Die Arbeitsgebiete von Wirtschaftsjuristen sind vielfältig. Neben Industrie-, Handels- und Dienstleistungsunternehmen zählen Beratungsgesellschaften, Wirtschaftsverbände und öffentliche Verwaltungen zu den Arbeitgebern. Jedoch nicht nur Unternehmen haben die besondere Qualifikation eines Wirtschaftsjuristen als Vorteil für sich entdeckt, sondern auch in Anwaltskanzleien sind Absolventen begehrt: "Für uns sind Wirtschaftsjuristen interessante Mitarbeiter im Transaktionsbereich, da sie neben ihrem juristischen Wissen über fundierte betriebswirtschaftliche Kenntnisse verfügen und deutlich jünger sind als Volljuristen", so Philipp von Ilberg von der internationalen Kanzlei Dewey & LeBoeuf. Dies zeigt, dass gerade große Wirtschaftskanzleien, deren Kernkompetenz die außergerichtliche Beratung darstellt, besonderen Wert auf die Verzahnung der juristischen Kenntnisse im Steuerwesen, Arbeits-, Wettbewerbs- und Markenrecht sowie Gesellschafts- und Europarecht mit den Kenntnissen über Controlling, Personalwesen, Finanzierung, Außenhandel, Marketing und Management legen.

"Es geht nicht darum, die universitäre Juristenausbildung durch eine verkürzte und praxisorientierte Ausbildung zu ersetzen, sondern den überaus großen Bedarf an rechtlich bereits spezialisierten Studenten zu decken, die sich in allen Bereichen des Wirtschaftsrechtes auskennen und dabei die betriebswirtschaftlichen Komponenten berücksichtigen können", begründet Antje Boldt, selbst Rechtsanwältin und für die Ausgestaltung des Studiengangs Wirtschaftsrecht an der EFF mitverantwortlich, die Ergänzung des Angebotes der Europa Fachhochschule Fresenius.

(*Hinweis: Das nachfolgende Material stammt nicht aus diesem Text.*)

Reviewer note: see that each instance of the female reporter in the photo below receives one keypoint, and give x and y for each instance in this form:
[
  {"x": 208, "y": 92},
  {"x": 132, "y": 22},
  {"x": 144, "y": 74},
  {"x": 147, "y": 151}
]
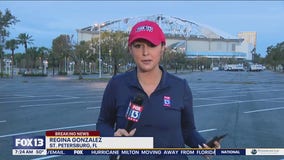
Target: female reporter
[{"x": 167, "y": 114}]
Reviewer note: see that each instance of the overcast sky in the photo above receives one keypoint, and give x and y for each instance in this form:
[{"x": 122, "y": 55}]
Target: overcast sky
[{"x": 46, "y": 20}]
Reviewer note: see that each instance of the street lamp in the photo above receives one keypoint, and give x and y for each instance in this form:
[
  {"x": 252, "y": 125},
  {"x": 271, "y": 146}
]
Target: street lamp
[{"x": 100, "y": 59}]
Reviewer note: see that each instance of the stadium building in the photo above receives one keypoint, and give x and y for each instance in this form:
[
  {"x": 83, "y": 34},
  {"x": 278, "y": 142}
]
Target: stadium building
[{"x": 184, "y": 36}]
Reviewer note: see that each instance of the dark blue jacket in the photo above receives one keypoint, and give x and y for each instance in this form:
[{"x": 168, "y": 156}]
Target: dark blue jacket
[{"x": 167, "y": 115}]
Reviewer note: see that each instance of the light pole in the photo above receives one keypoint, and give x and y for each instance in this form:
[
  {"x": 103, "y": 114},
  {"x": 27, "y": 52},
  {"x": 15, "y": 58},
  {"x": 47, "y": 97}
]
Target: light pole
[{"x": 100, "y": 59}]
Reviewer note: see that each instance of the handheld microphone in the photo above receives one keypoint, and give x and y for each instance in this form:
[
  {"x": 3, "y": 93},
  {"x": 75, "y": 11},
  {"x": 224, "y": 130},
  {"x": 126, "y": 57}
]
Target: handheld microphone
[
  {"x": 133, "y": 112},
  {"x": 216, "y": 138}
]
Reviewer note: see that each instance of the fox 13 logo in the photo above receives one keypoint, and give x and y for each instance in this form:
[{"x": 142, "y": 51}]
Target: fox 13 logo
[{"x": 29, "y": 142}]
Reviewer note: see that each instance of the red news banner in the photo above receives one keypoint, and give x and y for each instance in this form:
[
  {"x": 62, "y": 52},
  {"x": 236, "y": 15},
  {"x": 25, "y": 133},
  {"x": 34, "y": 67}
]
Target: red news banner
[{"x": 90, "y": 143}]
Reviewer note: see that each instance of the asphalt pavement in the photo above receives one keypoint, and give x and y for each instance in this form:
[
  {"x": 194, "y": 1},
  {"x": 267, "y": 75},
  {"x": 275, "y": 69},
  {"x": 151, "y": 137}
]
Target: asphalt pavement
[{"x": 249, "y": 106}]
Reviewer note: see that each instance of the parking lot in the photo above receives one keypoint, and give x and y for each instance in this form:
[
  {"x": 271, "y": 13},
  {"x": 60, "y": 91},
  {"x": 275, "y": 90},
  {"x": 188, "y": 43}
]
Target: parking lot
[{"x": 249, "y": 106}]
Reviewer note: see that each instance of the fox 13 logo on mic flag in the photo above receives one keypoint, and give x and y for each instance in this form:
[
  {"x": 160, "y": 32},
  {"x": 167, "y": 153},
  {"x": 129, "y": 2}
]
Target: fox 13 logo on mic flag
[{"x": 134, "y": 112}]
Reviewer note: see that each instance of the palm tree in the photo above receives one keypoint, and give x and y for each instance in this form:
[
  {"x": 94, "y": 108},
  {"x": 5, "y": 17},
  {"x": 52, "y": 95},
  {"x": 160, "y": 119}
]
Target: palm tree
[
  {"x": 12, "y": 45},
  {"x": 25, "y": 39}
]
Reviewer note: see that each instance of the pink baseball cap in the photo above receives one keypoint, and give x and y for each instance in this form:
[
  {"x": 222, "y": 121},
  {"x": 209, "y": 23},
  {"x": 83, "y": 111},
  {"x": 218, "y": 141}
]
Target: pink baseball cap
[{"x": 147, "y": 30}]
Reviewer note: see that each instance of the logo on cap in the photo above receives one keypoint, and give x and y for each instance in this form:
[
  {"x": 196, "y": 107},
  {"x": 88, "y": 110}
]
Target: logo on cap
[{"x": 145, "y": 28}]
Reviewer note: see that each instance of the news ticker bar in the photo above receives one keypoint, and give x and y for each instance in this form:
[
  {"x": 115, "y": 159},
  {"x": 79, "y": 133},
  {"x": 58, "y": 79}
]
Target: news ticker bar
[
  {"x": 155, "y": 151},
  {"x": 90, "y": 143}
]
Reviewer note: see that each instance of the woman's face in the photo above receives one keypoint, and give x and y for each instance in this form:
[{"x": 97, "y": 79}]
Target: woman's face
[{"x": 146, "y": 56}]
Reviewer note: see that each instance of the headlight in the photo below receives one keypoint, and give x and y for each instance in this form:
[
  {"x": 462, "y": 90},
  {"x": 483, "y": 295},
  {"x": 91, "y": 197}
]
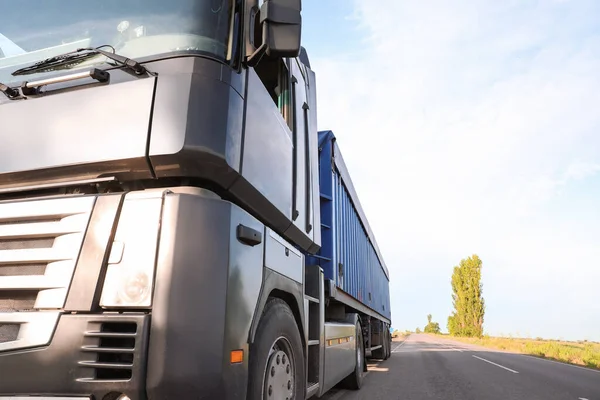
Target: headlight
[{"x": 130, "y": 274}]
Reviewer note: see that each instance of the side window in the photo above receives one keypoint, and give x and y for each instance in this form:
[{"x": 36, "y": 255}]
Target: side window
[{"x": 275, "y": 75}]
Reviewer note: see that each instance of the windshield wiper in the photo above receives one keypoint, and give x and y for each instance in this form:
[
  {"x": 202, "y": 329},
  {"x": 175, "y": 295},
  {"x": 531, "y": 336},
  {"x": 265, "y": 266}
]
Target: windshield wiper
[
  {"x": 8, "y": 91},
  {"x": 67, "y": 60}
]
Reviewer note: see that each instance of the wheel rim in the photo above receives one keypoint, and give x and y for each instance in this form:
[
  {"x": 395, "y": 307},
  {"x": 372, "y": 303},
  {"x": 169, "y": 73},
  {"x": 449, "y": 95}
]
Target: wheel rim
[{"x": 279, "y": 372}]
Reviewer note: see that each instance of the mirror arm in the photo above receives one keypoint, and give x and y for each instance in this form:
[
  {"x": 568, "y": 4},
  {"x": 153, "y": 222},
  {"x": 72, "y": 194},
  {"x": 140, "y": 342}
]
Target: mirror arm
[{"x": 255, "y": 58}]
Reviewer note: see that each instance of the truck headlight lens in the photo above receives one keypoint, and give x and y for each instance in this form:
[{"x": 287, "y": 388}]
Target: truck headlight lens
[{"x": 130, "y": 275}]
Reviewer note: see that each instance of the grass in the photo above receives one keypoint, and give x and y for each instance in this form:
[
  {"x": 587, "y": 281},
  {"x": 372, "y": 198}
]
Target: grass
[{"x": 582, "y": 353}]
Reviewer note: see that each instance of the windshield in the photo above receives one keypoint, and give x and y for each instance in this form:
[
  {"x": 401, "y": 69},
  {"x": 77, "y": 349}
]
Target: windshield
[{"x": 32, "y": 30}]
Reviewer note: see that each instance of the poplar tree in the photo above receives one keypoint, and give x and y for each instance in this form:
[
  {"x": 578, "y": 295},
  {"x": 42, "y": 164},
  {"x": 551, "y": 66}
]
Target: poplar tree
[{"x": 467, "y": 299}]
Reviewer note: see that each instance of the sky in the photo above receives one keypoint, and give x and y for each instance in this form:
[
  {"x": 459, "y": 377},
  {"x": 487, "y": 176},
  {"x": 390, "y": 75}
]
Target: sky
[{"x": 471, "y": 127}]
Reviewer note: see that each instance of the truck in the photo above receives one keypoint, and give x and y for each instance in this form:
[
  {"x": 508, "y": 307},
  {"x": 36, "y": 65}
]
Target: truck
[{"x": 172, "y": 223}]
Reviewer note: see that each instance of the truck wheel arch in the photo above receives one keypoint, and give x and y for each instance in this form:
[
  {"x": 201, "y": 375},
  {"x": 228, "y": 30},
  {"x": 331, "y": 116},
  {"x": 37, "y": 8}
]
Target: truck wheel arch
[{"x": 278, "y": 286}]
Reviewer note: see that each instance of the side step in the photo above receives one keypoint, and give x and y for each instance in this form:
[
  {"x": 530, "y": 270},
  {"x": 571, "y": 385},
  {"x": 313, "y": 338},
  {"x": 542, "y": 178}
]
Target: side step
[{"x": 314, "y": 310}]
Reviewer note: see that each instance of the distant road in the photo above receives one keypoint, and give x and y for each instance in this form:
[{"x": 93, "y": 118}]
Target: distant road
[{"x": 425, "y": 367}]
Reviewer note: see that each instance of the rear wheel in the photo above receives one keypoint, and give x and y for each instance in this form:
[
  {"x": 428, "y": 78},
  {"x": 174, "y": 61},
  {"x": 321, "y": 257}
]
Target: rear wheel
[
  {"x": 388, "y": 345},
  {"x": 276, "y": 368},
  {"x": 355, "y": 379}
]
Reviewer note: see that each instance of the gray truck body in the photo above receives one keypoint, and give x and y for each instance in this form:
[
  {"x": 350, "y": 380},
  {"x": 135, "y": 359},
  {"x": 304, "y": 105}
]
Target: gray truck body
[{"x": 190, "y": 169}]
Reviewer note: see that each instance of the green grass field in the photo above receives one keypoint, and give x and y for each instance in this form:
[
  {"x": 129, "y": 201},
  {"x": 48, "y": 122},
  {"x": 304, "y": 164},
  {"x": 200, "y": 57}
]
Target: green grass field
[{"x": 579, "y": 353}]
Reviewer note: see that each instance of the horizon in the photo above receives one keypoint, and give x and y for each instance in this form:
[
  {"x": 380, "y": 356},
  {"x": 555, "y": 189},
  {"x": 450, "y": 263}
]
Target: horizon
[{"x": 470, "y": 129}]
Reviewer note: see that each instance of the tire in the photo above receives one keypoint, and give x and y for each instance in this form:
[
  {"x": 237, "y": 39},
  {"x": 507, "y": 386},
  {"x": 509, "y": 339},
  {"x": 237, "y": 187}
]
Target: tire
[
  {"x": 355, "y": 379},
  {"x": 388, "y": 344},
  {"x": 381, "y": 352},
  {"x": 276, "y": 363}
]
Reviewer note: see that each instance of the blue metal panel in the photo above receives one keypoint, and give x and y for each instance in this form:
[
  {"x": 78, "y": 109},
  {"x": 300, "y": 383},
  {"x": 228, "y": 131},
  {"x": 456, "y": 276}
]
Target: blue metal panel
[{"x": 347, "y": 244}]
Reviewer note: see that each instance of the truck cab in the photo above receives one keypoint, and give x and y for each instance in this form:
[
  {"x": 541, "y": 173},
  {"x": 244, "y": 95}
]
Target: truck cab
[{"x": 160, "y": 207}]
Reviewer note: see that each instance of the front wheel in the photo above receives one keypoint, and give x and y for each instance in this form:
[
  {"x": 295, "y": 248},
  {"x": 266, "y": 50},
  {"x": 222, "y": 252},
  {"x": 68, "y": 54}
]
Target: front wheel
[{"x": 276, "y": 368}]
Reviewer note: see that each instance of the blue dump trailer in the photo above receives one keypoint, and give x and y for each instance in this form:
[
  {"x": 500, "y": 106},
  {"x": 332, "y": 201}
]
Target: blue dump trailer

"Die Vorteile der Ausbildung zum Wirtschaftsjuristen an der FH liegen auf der Hand - neben dem wesentlich kürzeren Studium und daher jüngeren Berufseintrittsalter wird durch den intensiven Praxisbezug sowie das studienintegrierte Praxissemester ein attraktiver Bachelor-Abschluss angeboten, der mittlerweile Einstiegsgehälter ermöglicht, die keinen Unterschied mehr zwischen Uni-Volljuristen und FH-Wirtschaftsjuristen machen."